Parameters of RefSeq datasets of various species and sequence similarity networks of Human Swiss-Prot/Refseq comparisons.
| Species | Gene | RefSeq | Coverage | Component | Vertex |
|---|---|---|---|---|---|
| Trichoplax adhaerens | 11514 [32] | 11540 | 1.00 | 3628 | 14947 |
| Nematostella vectensis | 18000 [33] | 24780 | 1.38 | 3771 | 13435 |
| Hydra magnipapillata | 17250 [34] | 17398 | 1.01 | 3419 | 14332 |
| Caenorhabditis elegans | 20621 [35] | 23906 | 1.16 | 3331 | 13559 |
| Caenorhabditis briggsae | 19507 [35] | 19416 | 1.00 | 3266 | 14360 |
| Drosophila melanogaster | 14422 [36] | 16688 | 1.16 | 3747 | 13766 |
| Drosophila simulans | 16003 [36] | 15428 | 0.96 | 3585 | 15077 |
| Drosophila pseidoobscura | 16388 [36] | 16071 | 0.98 | 3649 | 14880 |
| Strongylocentrotus_purpu ratus | 23300 [37] | 42324 | 1.82 | 3671 | 13255 |
| Branchiostoma floridae | 21900 [38] | 28639 | 1.31 | 3893 | 13055 |
| Ciona intestinalis | 16000 [39] | 13065 | 0.82 | 4014 | 14748 |
| Danio rerio | 32.174 [40] | 27845 | 0.87 | 3178 | 9034 |
| Xenopus tropicalis | 20.500 [40] | 8564 | 0.42 | 4283 | 16136 |
| Gallus gallus | 23.212 [41] | 18792 | 0.81 | 3964 | 11411 |
| Mus musculus | 22011 [42] | 35989 | 1.64 | 1628 | 4419 |
| Homo sapiens | 20500 [43] | 38292 | 1.87 | 193 | 419 |
Species - the RefSeq proteomes of these species were used to cluster paralogous human Swiss-Prot sequences.
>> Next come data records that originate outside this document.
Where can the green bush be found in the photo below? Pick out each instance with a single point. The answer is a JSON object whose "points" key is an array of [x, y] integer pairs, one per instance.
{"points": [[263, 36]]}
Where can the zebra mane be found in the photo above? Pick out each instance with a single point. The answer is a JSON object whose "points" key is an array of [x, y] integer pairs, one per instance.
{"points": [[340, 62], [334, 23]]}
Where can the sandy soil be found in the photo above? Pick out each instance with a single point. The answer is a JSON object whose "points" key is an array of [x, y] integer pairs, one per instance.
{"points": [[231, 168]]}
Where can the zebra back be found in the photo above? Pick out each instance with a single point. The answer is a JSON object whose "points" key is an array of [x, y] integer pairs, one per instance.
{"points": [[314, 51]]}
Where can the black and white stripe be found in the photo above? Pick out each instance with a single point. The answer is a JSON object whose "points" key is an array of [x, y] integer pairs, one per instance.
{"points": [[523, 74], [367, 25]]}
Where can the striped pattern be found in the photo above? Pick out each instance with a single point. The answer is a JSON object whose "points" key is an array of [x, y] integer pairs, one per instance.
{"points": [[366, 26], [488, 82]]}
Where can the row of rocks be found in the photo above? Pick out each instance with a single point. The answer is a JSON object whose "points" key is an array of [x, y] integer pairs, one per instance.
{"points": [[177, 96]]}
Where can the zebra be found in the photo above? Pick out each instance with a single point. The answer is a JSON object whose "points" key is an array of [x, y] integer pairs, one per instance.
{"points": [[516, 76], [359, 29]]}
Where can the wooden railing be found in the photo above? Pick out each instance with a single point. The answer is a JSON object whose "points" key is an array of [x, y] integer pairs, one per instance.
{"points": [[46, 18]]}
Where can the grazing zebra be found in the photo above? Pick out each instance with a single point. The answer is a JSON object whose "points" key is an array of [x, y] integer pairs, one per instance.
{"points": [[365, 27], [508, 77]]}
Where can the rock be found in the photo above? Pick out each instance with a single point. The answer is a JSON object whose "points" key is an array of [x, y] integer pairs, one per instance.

Gene - number of predicted genes in the given species (numbers in parenthesis refer to the references listed below). RefSeq - number of entries in the RefSeq proteome for the given species; Coverage - RefSeq/Gene, parameter reflecting the incompleteness or redundancy of the RefSeq proteome of the given species. (Note that since a dataset may be redundant and incomplete at the same time, a coverage value close to 1.0 does not guarantee that the dataset is complete and non-redundant). Component - number of components in the sequence similarity network of the comparison of the RefSeq proteome of the given species with human Swiss-Prot entries; Vertex: number of human Swiss-Prot entries in the network that are connected by sequences of the target genome.